The Modified Schirmer test (MST) was also used to determine the unstimulated salivary-flow rate. The test strip was a 4-cm-long filter paper strip with a 1-mm scale interval from 5-35 mm along its length. The participants were asked to lean backward, swallow once to clear the residual saliva in their mouth, and not to swallow during the test. Moreover, they were asked to rest their tongue on their palate so the test strip would not touch their tongue. The test strip was held vertically with a cotton plier and the end of the strip was placed on the floor of the mouth on the right or left of the lingual frenum.

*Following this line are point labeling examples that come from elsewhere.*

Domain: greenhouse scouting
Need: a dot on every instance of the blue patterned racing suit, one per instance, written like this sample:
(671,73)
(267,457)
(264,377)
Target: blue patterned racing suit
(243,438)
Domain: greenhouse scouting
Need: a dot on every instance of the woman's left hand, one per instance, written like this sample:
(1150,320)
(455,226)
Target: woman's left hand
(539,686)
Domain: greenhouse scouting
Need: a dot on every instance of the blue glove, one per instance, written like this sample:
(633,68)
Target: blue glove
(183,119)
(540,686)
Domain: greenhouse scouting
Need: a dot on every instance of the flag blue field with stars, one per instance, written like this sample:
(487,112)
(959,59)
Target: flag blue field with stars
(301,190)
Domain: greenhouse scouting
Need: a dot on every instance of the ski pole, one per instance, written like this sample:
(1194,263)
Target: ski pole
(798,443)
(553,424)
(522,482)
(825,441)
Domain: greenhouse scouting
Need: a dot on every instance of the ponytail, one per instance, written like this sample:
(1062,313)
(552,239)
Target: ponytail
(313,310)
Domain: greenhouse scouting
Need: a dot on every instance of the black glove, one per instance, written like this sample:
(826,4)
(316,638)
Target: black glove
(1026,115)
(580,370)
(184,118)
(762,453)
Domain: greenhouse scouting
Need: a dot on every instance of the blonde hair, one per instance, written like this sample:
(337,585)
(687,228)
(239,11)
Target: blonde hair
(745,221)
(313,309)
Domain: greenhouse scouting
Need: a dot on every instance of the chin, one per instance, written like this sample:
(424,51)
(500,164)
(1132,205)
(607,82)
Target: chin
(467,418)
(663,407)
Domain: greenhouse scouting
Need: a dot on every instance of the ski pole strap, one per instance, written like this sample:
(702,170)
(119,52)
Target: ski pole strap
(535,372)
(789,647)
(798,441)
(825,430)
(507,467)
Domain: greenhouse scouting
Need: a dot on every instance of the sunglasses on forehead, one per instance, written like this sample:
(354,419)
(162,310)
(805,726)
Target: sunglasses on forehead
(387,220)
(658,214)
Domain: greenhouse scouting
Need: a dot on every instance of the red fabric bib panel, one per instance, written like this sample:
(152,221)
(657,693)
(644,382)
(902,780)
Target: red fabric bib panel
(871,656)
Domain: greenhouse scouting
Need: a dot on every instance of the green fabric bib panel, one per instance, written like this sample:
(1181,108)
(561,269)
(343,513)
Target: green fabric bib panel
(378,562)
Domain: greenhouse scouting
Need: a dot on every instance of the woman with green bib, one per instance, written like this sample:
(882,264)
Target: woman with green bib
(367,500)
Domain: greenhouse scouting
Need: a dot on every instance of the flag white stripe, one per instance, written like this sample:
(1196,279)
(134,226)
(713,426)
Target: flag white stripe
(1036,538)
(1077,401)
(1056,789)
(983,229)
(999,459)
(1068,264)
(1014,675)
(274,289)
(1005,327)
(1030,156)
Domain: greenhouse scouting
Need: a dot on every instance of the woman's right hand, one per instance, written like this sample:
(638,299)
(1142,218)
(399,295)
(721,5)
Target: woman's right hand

When the strip contacted the moisture, the strip was wet and was recorded at 1, 2, and 3 minutes. The strip was removed for 2-3 seconds for reading [17]. The measurements ranged from 5-35 mm. When the measurement was less than 5 mm, 5 mm was recorded, and when it was higher than 35 mm, 35 mm was recorded [18]. Hyposalivation was assessed if the distance was < 25 mm at 3 min [17].

2.4. Oral Examination

One examiner did the oral examination for all the participants (VA). Clinical signs of reduced saliva secretion were evaluated using the clinical oral-dryness score (CODS). CODS is a 10-point scale in which each point represents a clinical feature of oral dryness [14, 19]. The total CODS was calculated by adding the scores from these features. A high total score specified more severe dryness.

Regarding OLP, the location, size, and duration of the oral lesions were recorded. The OLP severity was evaluated according to the Thongprasom score as follows: 0 = normal mucosa; 1 = lesions with only white striae; 2 = mixed keratotic and atrophic or erythematous lesions smaller than 1 cm2; 3 = mixed keratotic and atrophic or erythematous lesions larger than 1 cm2; 4 = erosive/ulcerative lesions smaller than 1 cm2; and 5 = erosive/ulcerative lesions larger than 1 cm2 [20].

2.5. Statistical Analysis

The statistical analysis was done using SPSS software, Version 25 (SPSS Inc, Chicago, IL, USA) for Windows. The difference in mean age between the two groups was compared by using the independent t-test. Sex and systemic diseases were compared using the Chi-square. The XI score, BI score, CODS, and salivary-flow rates were not normally distributed. Thus, the Mann-Whitney U test was used for the comparisons. The correlation between the variables was calculated by using Spearman’s rank coefficient correlation. The statistical significance was defined as a p-value of < 0.05.

3. RESULTS

3.1. Demographic Data and Clinical Presentation of the Study Populations

The participants in each group consisted of 25 women (83.3%) and 5 men (16.7%). The mean age of the OLP group and control group were 54.37 ± 13.05 years old and 54.77 ± 13.73 years old, respectively. There was no statistically significant difference in age and sex between the two groups (p > 0.05) (Table 1). Eight (26.7%) of the 30 OLP patients had systemic diseases, including thyroid disease (6.67%), followed by allergic rhinitis (3.33%), migraines (3.33%), seizures (3.33%), gastroesophageal reflux disease (3.33%), thalassemia (3.33%), and benign prostatic hyperplasia (3.33%). Four patients were taking medications that consisted of propylthiouracil (n=2), lamotrigine (n=1), and folic acid (n=1). In the control group, four patients (13.33%) had systemic diseases, including dyslipidemia (6.67%), thyroid disease (3.33%), and arrhythmia (3.33%). Two patients were taking simvastatin and one person was taking propylthiouracil.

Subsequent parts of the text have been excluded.